Conforme se acercaba al agua, se colocó entre el ganado y los árboles. El camino se estrechaba cada vez más y las reses se aglutinaban en un cordón grueso de músculo, piel, pezuñas y cuernos.

-Bien... Mantente cerca, pero no demasiado; no dejes que te encierren o te aplastarán.

Todos los sentidos centrados en el sinuoso movimiento del cordón; atento a cualquier ruptura, devolviendo al cuerpo las cabezas huidizas, peinando los cuernos en dos hileras. Poco a poco, bien ordenado, extendiendo la atención a cada uno de los puntos más quebradizos, hasta que apareció, al fin, el campo abierto.

-De acuerdo, cuando salgan ten en cuenta que tirarán adelante. Dales cuerda pero no dejes que se desmadren.

Al final del camino, el cordón se deshilachaba; unas reses se apartaban y otras salían desde atrás, acelerando el paso al ver la explanada libre de obstáculos.
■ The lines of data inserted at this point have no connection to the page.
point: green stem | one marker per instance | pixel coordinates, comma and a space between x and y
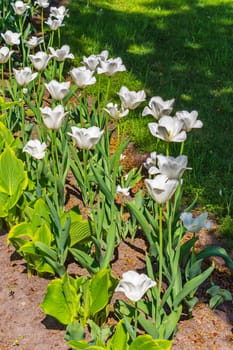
87, 183
182, 148
54, 163
61, 66
42, 28
136, 319
23, 117
160, 264
167, 149
2, 77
El joven se colocó delante y fue de un lado a otro para transformar el cordón en un círculo.

-No las cierres tanto, chico, déjalas respirar.

El cordón se abría cada vez más, expandiéndose, cubriéndolo todo de pelaje marrón. El jinete echó un vistazo al camino, a la interminable hilera que seguía llegando sin final aparente. Cuando vio la marea animal que se formaba frente a él, comenzó a cerrar el círculo.

-¡No las cierres, chico! ¡Dales cuerda!

Pero el joven ya no oía, todos sus sentidos estaban enganchados en cada una de las reses, adivinando cual sería la primera en salir corriendo, corrigiendo cualquier indicio, dando voces, moviendo el sombrero, para detenerlas. Pero el cordón seguía avanzando, ignorante de lo que acontecía en la explanada; fue entonces, en un punto intermedio, donde comenzó la presión. Algunas reses fueron a la arboleda, otras decidieron abandonar el redil y salir hacia el agua, pero la mayoría se limitó a empujar, cada vez con más fuerza. Cuando el viejo Cooper decidió acudir en su ayuda, gritando en vano, el joven ya había desenfundado y efectuó un único disparo al aire; en ese momento, todo orden fue quebrado.

Cooper pudo ver el mar de bestias arrollando al caballo, y observó un par de veces al jinete, despedido hacia arriba como un muñeco de trapo entre las erizadas cornamentas, para ser engullido de nuevo. Nadie habría apostado por aquel pobre diablo. A pesar de que Cooper se adelantara para redirigir la estampida, a pesar de que Bison consiguiera recogerlo de una pieza y lo llevara en el carro, directo al doctor.

La última ascua se apagó sobre un montón de ceniza. El calor que mantendría el puchero sería el justo para dejar el guiso en su punto; sonreía al ver lo natural que le parecía. Igual que sonreía al recordar como un tiempo después, obtuvo fama, en el Two Dollars, aquel vaquero cojo, lleno de cicatrices, que respondía al nombre de Nick Trampled.